Sampai dengan saat ini, Prof. Yusra aktif melakukan berbagai penelitian dan diterbitkan di berbagai jurnal nasional maupun internasional. Beberapa di antaranya yang terbit di tahun ini berjudul The Comparison of Laboratory Parameters of COVID-19 Patients in Universitas Indonesia Hospital Before and During Delta Variant Periode; Safety and Effectiveness of Seahorse Extract (Hippocampus Comes L.) on The Hematological Profile and Body Weight of Male Rats Induced by Depo Medroxyprogesterone Acetate; dan Perceptions, Practices, and Associated Factors Towards Expressed Breastfeeding Among Mothers in Jakarta, Indonesia.
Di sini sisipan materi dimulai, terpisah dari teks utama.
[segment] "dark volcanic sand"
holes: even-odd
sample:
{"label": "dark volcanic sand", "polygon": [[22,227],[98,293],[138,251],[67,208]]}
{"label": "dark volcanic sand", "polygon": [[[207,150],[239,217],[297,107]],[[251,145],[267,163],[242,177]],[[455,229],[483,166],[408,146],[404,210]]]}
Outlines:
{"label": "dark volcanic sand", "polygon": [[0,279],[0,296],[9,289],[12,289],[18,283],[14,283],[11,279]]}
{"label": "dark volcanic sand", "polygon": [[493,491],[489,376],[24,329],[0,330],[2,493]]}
Ia menamatkan pendidikan dokter di FKUI pada 1994, kemudian lanjut menyelesaikan pendidikan Dokter Spesialis Patologi Klinik, pada 2005. Pada 2012 ia mendapatkan gelar Doctor of Philosophy di Medical Science, Kobe University, Jepang. Selanjutnya, pada 2020 ia berhasil mendapatkan gelar Konsultasn Hepatogastroenterologi dari Kolegium Patologi Klinik Indonesia.